Acórdão nº 3957/16.6T8MTS.P1 de Court of Appeal of Porto (Portugal), 05 de Abril de 2017

Magistrado ResponsávelMARIA DOLORES DA SILVA E SOUSA
Data da Resolução05 de Abril de 2017
EmissorCourt of Appeal of Porto (Portugal)

Rec. Penal n.º 3957/16.6T8MTS.P1 Comarca do Porto.

Instância Local de Matosinhos Acordam, em Conferência, na 2ª Secção Criminal do Tribunal da Relação do Porto I.-Relatório.

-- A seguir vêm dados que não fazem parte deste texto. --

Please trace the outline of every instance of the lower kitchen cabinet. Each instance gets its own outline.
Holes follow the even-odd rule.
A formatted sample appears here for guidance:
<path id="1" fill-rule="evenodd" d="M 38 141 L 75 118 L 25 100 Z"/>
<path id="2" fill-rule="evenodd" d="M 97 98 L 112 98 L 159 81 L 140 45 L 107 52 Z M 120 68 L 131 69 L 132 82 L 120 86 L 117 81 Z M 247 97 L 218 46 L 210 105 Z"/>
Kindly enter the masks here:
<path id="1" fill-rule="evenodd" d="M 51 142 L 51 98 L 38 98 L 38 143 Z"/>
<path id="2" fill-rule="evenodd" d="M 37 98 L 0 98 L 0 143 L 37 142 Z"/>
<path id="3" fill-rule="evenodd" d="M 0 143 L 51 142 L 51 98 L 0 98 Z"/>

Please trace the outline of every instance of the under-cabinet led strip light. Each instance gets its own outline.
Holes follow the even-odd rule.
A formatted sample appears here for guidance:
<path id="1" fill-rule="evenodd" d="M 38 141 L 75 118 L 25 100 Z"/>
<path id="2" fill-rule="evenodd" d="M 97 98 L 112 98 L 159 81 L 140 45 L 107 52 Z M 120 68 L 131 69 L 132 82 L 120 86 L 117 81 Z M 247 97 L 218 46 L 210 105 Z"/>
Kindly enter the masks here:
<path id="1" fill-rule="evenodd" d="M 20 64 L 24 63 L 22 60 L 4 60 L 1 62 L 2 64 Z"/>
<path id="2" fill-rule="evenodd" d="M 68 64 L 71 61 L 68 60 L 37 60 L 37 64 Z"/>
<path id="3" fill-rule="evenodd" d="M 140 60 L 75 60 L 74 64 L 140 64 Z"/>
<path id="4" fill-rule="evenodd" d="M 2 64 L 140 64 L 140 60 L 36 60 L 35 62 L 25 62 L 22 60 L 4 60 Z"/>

Nos presentes autos foi lavrado auto pela PSP do Porto e levantado procedimento contraordenacional contra B…, melhor identificado a fls. 2 e 4, em consequência de no dia 18.06.2014, pelas 09:31h, na A.., sentido Norte/Sul Km, .../… … – Comarca Porto-Matosinhos -, conduzir o veículo automóvel ligeiro de passageiros, com matrícula ..-NJ-.., circulando na berma da auto-estrada, quando existia muito fluxo de trânsito, e sem motivo considerado de emergência que o justificasse, evitando o condicionamento do trânsito e retomando a via de trânsito, tudo nos termos do disposto no art. 17º, n.º1 do Código da Estrada, sancionável com coima de 60.00 a 300.00€, nos termos do art. 17º, n.º4 do mesmo diploma, e ainda com a sanção acessória de inibição de conduzir de 2 a 24 meses por força dos arts. 138º e 146º al. f) todos do CE.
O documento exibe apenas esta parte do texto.